Geostrategist and former United States National Security Advisor, Zbigniew Brzezinski analyzed Central Asia in his 1997 book The Grand Chessboard, terming the post-Soviet region the "Black Hole" and post-Soviet Central Asia (the Caucasus, former SSRs, and Afghanistan) in particular the "Eurasian Balkans." The area is an ethnic cauldron, prone to instability and conflicts, without a sense of national identity, but rather a mess of historical cultural influences, tribal and clan loyalties, and religious fervor. Projecting influence into the area is no longer just Russia, but also Turkey, Iran, China, Pakistan, India and the United States:

  • Russia continues to dominate political decision-making throughout the Caucasus, and former SSRs, although as these countries shed their post-Soviet authoritarian systems, Russia's influence is slowly waning.
  • Turkey has some influence because of the ethnic and linguistic ties with the Turkic peoples of Central Asia, as well as serving as the Baku-Tbilisi-Ceyhan oil pipeline route to the Mediterranean and a route for natural gas pipelines (South Caucasus Pipeline; Nabucco Pipeline).
  • Iran, the seat of historical empires which controlled parts of Central Asia, has historical and cultural links to the region, as is vying to construct an oil pipeline from the Caspian Sea to the Persian Gulf.
  • China, already controlling Xinjiang and Tibet, projects significant power in the region, especially in energy/oil politics.
  • Pakistan, an unstable state, armed with nuclear weapons, and employing its security forces (which had created and sustained Taliban rule in Afghanistan), is capable of exercising limited influence.
  • India, as a nuclear-armed rising power, exercises some influence in the region, especially in Tibet with which it has cultural affinities. India is also perceived as a potential counterweight to China's regional power. The Farkhor Air Base in Tajikistan gives the Indian military the required depth and range in seeking a larger role in South Asia and is a tangible manifestation of India’s move to project its power in Central Asia, a policy goal formally enunciated in 2003–2004.
  • And the United States with its military involvement in the region, and oil diplomacy, is also significantly involved in the region's politics.

[edit] Oil politics

[edit] War on Terror

In the context of the United States' War on Terror, Central Asia has once again become the center of geostrategic calculations. Pakistan's status has been upgraded to a "major non-NATO ally" because of its central role in serving as a staging point for the invasion of Afghanistan, providing intelligence on Al-Qaeda operations in the region, and leading the hunt on Osama bin Laden, believed to still be in the region as of 2005. Afghanistan, which had served as a haven and source of support for Al-Qaeda, under the protection of Mullah Omar and the Taliban, was the target of a U.S. invasion in 2001, and ongoing reconstruction and drug-eradication efforts.

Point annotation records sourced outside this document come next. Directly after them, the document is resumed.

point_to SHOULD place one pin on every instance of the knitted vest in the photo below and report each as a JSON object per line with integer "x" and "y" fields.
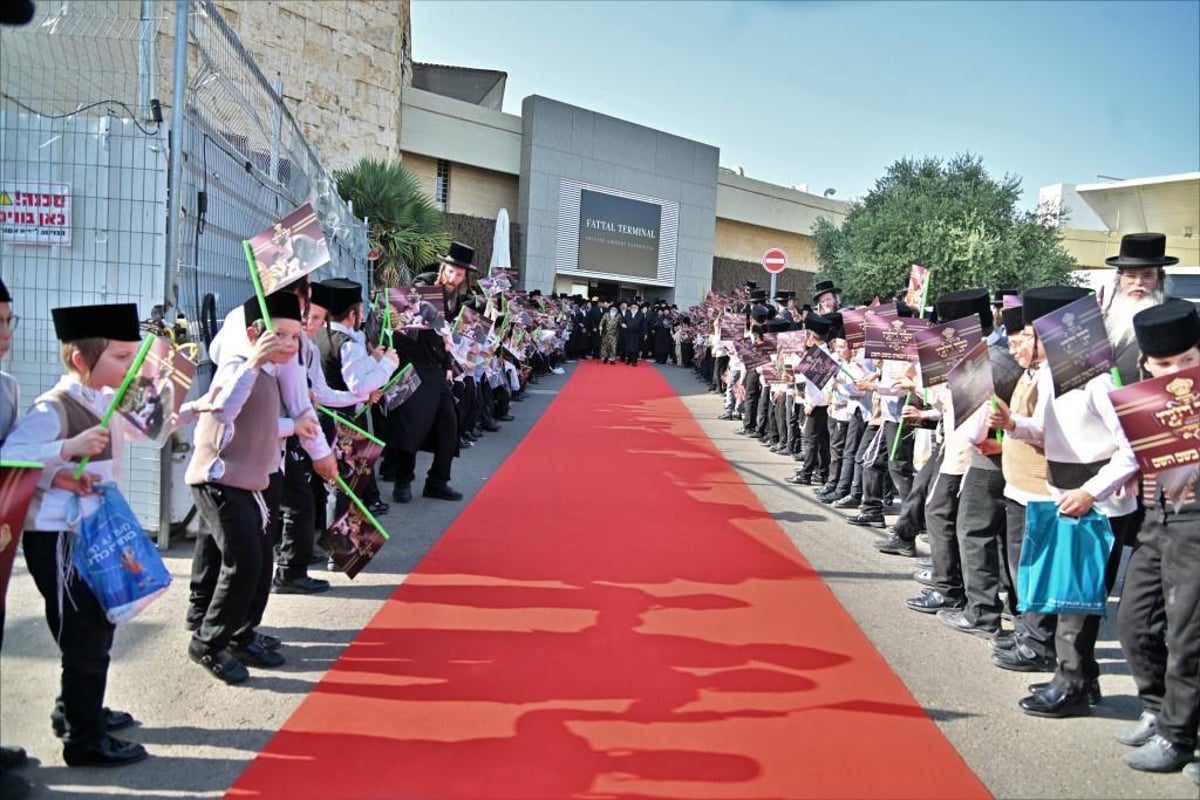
{"x": 1025, "y": 463}
{"x": 249, "y": 447}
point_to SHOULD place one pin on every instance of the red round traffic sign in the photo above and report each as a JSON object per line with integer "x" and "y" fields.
{"x": 774, "y": 260}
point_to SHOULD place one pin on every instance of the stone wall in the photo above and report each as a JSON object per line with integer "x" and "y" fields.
{"x": 342, "y": 62}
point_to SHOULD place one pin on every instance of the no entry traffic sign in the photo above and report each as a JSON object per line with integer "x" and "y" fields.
{"x": 774, "y": 260}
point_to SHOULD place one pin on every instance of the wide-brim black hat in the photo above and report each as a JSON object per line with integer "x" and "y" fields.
{"x": 1041, "y": 301}
{"x": 823, "y": 287}
{"x": 820, "y": 324}
{"x": 461, "y": 256}
{"x": 118, "y": 322}
{"x": 1013, "y": 318}
{"x": 336, "y": 295}
{"x": 281, "y": 305}
{"x": 1139, "y": 251}
{"x": 1167, "y": 329}
{"x": 958, "y": 305}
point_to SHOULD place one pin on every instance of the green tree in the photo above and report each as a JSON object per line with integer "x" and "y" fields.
{"x": 949, "y": 216}
{"x": 405, "y": 226}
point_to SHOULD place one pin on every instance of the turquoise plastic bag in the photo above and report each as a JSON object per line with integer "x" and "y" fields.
{"x": 117, "y": 559}
{"x": 1062, "y": 561}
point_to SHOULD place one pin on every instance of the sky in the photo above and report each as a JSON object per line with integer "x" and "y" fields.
{"x": 832, "y": 92}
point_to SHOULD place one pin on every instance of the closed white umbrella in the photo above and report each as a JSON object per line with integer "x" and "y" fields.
{"x": 501, "y": 244}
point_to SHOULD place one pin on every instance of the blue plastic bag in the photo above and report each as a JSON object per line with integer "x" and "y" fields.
{"x": 117, "y": 559}
{"x": 1062, "y": 561}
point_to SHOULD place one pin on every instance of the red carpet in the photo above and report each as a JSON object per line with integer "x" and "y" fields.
{"x": 615, "y": 615}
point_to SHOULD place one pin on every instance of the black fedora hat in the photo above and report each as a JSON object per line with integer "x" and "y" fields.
{"x": 461, "y": 256}
{"x": 1139, "y": 251}
{"x": 1167, "y": 329}
{"x": 1041, "y": 301}
{"x": 823, "y": 287}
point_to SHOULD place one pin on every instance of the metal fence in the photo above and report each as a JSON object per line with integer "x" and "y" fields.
{"x": 90, "y": 97}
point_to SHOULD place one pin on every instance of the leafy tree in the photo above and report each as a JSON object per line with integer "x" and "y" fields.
{"x": 949, "y": 216}
{"x": 405, "y": 223}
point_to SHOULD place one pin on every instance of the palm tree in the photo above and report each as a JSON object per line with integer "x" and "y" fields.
{"x": 405, "y": 223}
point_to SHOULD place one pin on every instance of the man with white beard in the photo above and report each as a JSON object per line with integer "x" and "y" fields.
{"x": 1137, "y": 286}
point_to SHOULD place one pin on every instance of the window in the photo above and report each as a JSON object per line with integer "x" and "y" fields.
{"x": 442, "y": 187}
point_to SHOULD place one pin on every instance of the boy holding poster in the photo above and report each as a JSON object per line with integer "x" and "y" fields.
{"x": 63, "y": 426}
{"x": 1159, "y": 614}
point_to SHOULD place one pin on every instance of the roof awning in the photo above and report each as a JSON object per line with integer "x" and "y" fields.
{"x": 1169, "y": 204}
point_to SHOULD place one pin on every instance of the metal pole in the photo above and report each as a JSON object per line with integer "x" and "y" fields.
{"x": 174, "y": 205}
{"x": 148, "y": 59}
{"x": 276, "y": 127}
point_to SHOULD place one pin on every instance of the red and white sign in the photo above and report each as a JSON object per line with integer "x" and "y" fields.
{"x": 35, "y": 214}
{"x": 774, "y": 260}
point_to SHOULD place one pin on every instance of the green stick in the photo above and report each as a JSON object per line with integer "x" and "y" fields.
{"x": 995, "y": 405}
{"x": 349, "y": 425}
{"x": 346, "y": 489}
{"x": 383, "y": 390}
{"x": 258, "y": 283}
{"x": 135, "y": 368}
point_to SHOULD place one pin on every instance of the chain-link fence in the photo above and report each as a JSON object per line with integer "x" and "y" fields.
{"x": 87, "y": 212}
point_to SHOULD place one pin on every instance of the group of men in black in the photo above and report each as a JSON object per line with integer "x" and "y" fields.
{"x": 855, "y": 441}
{"x": 263, "y": 458}
{"x": 624, "y": 330}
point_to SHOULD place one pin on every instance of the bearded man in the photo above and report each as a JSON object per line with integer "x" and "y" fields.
{"x": 1138, "y": 284}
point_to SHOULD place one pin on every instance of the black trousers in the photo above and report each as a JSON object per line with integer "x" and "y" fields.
{"x": 298, "y": 512}
{"x": 941, "y": 515}
{"x": 838, "y": 432}
{"x": 1077, "y": 633}
{"x": 850, "y": 463}
{"x": 982, "y": 528}
{"x": 1035, "y": 630}
{"x": 816, "y": 444}
{"x": 232, "y": 564}
{"x": 445, "y": 433}
{"x": 912, "y": 509}
{"x": 1159, "y": 620}
{"x": 83, "y": 633}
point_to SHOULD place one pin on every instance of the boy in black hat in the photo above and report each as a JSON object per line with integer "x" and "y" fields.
{"x": 1159, "y": 615}
{"x": 63, "y": 426}
{"x": 237, "y": 452}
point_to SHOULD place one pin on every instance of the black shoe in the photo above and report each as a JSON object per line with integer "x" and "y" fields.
{"x": 221, "y": 663}
{"x": 1021, "y": 657}
{"x": 11, "y": 758}
{"x": 924, "y": 576}
{"x": 113, "y": 720}
{"x": 299, "y": 585}
{"x": 441, "y": 492}
{"x": 256, "y": 655}
{"x": 897, "y": 546}
{"x": 1056, "y": 704}
{"x": 268, "y": 642}
{"x": 108, "y": 751}
{"x": 1093, "y": 698}
{"x": 957, "y": 619}
{"x": 933, "y": 601}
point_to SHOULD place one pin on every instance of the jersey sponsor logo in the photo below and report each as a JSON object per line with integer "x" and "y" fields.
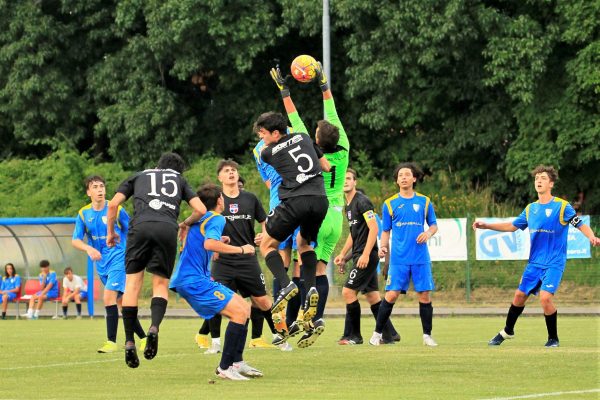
{"x": 157, "y": 204}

U.S. military bases were also established in Uzbekistan and Kyrgyzstan (the Uzbek presence was later withdrawn), causing both Russia and China to voice their concern over a permanent U.S. military presence in the region.

China and Russia, as well as several of the former SSRs, have taken advantage of the War on Terror to increase oppression of separatist ethnic minorities in Central Asia. China has taken a harder line against the Uighur separatists of Xinjiang, while Russia has pursued the second war in Chechnya with greater intensity. Washington, which considers Russia and China as strategic partners in the War on Terror, has largely turned a blind eye to these actions. The ethnically diverse former SSRs, especially Uzbekistan have reclassified ethnic separatist attacks as terrorist attacks and pursued more oppressive policies.